2. Progressive resistance training (2–3 days/week)
   Description: Simple body-weight and band exercises (sit-to-stand, wall push-ups, rows) strengthen legs and core. Start with 1 set of 8–12 reps, progress to 2–3 sets, rest 60–90 seconds.
   Purpose: fight muscle loss in CKD and inactivity.
   Mechanism: muscle protein synthesis and neuromuscular recruitment.
   Benefits: stronger gait and balance, more independence, safer transfers.

3. Flexibility and mobility work (daily 5–10 minutes)
   Description: Gentle stretching for calves, hamstrings, hip flexors, chest, and shoulders; add joint mobility drills.
   Purpose: keep movement easy, reduce stiffness from fatigue or inactivity.
   Mechanism: improves tissue extensibility and joint range.
   Benefits: smoother walking, less cramp risk, easier breathing posture.

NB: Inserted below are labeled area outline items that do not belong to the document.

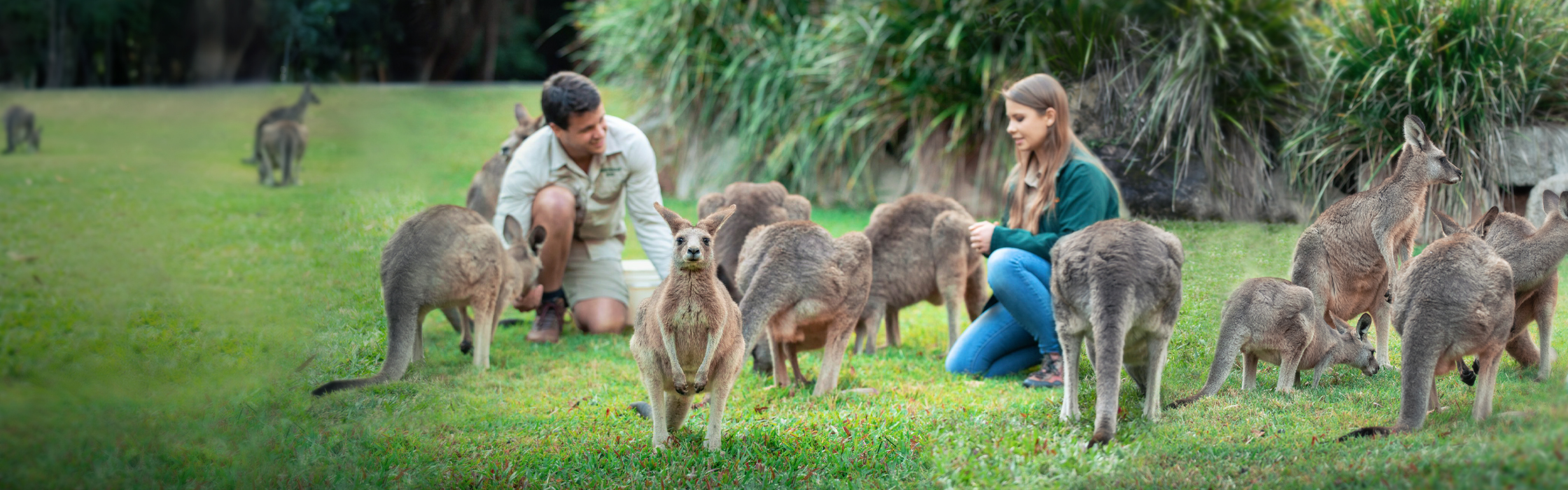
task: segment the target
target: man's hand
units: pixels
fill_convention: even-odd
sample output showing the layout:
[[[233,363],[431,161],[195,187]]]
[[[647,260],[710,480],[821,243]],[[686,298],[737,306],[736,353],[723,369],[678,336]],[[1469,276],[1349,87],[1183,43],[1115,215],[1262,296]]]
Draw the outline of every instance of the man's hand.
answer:
[[[511,303],[517,311],[535,311],[539,308],[539,302],[544,298],[544,284],[533,286],[533,291],[517,295],[517,300]]]
[[[975,221],[969,225],[969,248],[974,248],[980,254],[991,253],[991,232],[996,231],[996,223],[993,221]]]

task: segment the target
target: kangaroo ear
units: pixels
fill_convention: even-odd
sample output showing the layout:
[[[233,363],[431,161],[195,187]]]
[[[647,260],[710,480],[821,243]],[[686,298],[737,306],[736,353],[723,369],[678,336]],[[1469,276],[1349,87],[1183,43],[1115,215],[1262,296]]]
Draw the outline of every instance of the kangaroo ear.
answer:
[[[707,215],[718,212],[720,207],[724,207],[724,195],[710,192],[701,199],[696,199],[696,217],[698,220],[706,218]]]
[[[1491,223],[1497,223],[1497,214],[1499,214],[1497,206],[1493,206],[1491,209],[1486,210],[1486,215],[1480,218],[1480,237],[1482,239],[1486,237],[1486,231],[1491,229]]]
[[[528,251],[539,254],[539,245],[544,245],[544,226],[535,225],[533,229],[528,229]]]
[[[517,218],[506,215],[506,221],[500,225],[500,236],[506,239],[506,243],[511,243],[511,247],[522,245],[522,242],[519,242],[522,240],[522,223],[517,223]]]
[[[696,223],[696,228],[702,228],[702,231],[707,231],[709,234],[717,234],[718,228],[724,226],[724,221],[729,220],[729,215],[732,214],[735,214],[735,204],[729,204],[729,207],[707,215],[702,221]]]
[[[1405,116],[1405,144],[1425,149],[1427,141],[1430,141],[1427,140],[1427,126],[1421,124],[1421,118]]]
[[[1438,223],[1443,223],[1443,236],[1450,236],[1463,229],[1458,221],[1454,221],[1449,215],[1441,210],[1433,209],[1432,214],[1438,215]]]
[[[687,218],[682,218],[681,215],[677,215],[674,210],[670,210],[663,204],[654,203],[654,210],[657,210],[660,217],[665,217],[665,223],[670,225],[671,236],[681,232],[682,229],[691,228],[691,221],[687,221]]]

4. Balance and gait training
   Description: Tandem stance, single-leg stance near support, stepping drills, and obstacle walks.
   Purpose: prevent falls and improve confidence.
   Mechanism: challenges vestibular and proprioceptive systems.
   Benefits: safer mobility at school/home; fewer injuries.

5. Inspiratory muscle training (IMT)
   Description: Breathing through a simple threshold device 5–10 minutes, 5 days/week.
   Purpose: reduce breathlessness during activity.
   Mechanism: strengthens diaphragm; improves ventilatory efficiency.
   Benefits: better activity tolerance and speech during exertion.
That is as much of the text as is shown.